Further, the International Council for Harmonisation (ICH) has not established a permitted daily exposure (PDE) for aluminum. To address this lack of information, the global regulatory authority said that the current draft guidance clarifies the key factors in determining the aluminum content in an SVP drug product and provides its recommendations regarding the aluminum concentration limits in SVPs.

Additionally, this guidance is intended to assist applicants in determining the appropriate content and placement of information on aluminum in SVP and human prescription drug product labeling, including the Prescribing Information and container label and carton labeling.

The intent of this guidance is to help assure that the information is clear and accessible to health care practitioners and guides the safe and effective use of the drug product. The recommendations in this guidance apply to the evaluation of aluminum content and establishment of a recommended aluminum concentration limit in an SVP drug product. The guidance does not alter labelling considerations or recommended concentration limits for aluminum content in LVP drug products.

Parenteral drug products are those intended for injection through the skin or other external boundary tissue, rather than through the alimentary canal, so that the drug products’ active substances are administered directly into a blood vessel, organ, tissue, or lesion.

SVP drug products for parenteral nutrition are used as additives to admixtures.

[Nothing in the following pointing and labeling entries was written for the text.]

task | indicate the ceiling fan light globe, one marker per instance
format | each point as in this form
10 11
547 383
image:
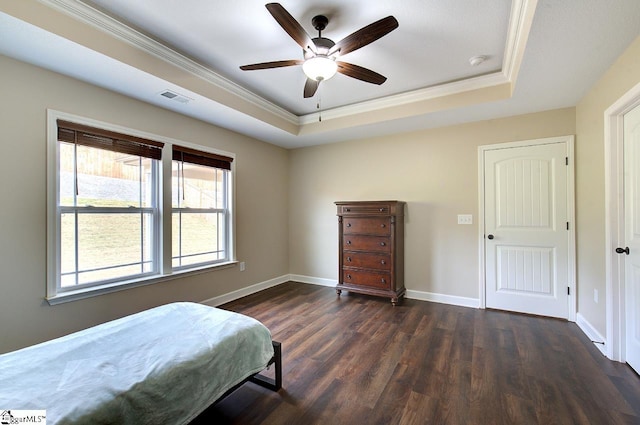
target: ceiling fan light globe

Aluminum, one of the most abundant metallic elements on earth, occurs naturally in several minerals, ores, oxides, and silicates. Humans are exposed to aluminum through drinking water, foods, and drugs.

Aluminum’s oral bioavailability is poor, so healthy individuals typically face little risk of toxicity. The gastrointestinal tract allows less than 1 per cent of ingested aluminum to be absorbed into the bloodstream, and renal excretion removes 99 per cent of that aluminum. Despite that, aluminum toxicity has been documented in medical literature for more than 30 years, with manifestations that include osteomalacia and reduced bone mineralization, neurological dysfunction and dialysis encephalopathy, microcytic hypochromic anaemia, and cholestasis.

Therefore US FDA has issued the draft and insists that the industry engaged in this area need to submit with these comments before February end 2023. Also a long-implicated, major source of aluminum exposure is PN, resulting from contamination of ingredients. These ingredients are contaminated with aluminum in raw materials as well as through byproducts from the manufacturing process and packaging system, during which aluminum may leach from the manufacturing equipment and container closure components like glass vials and stoppers) during autoclave terminal sterilization and shelf-life storage.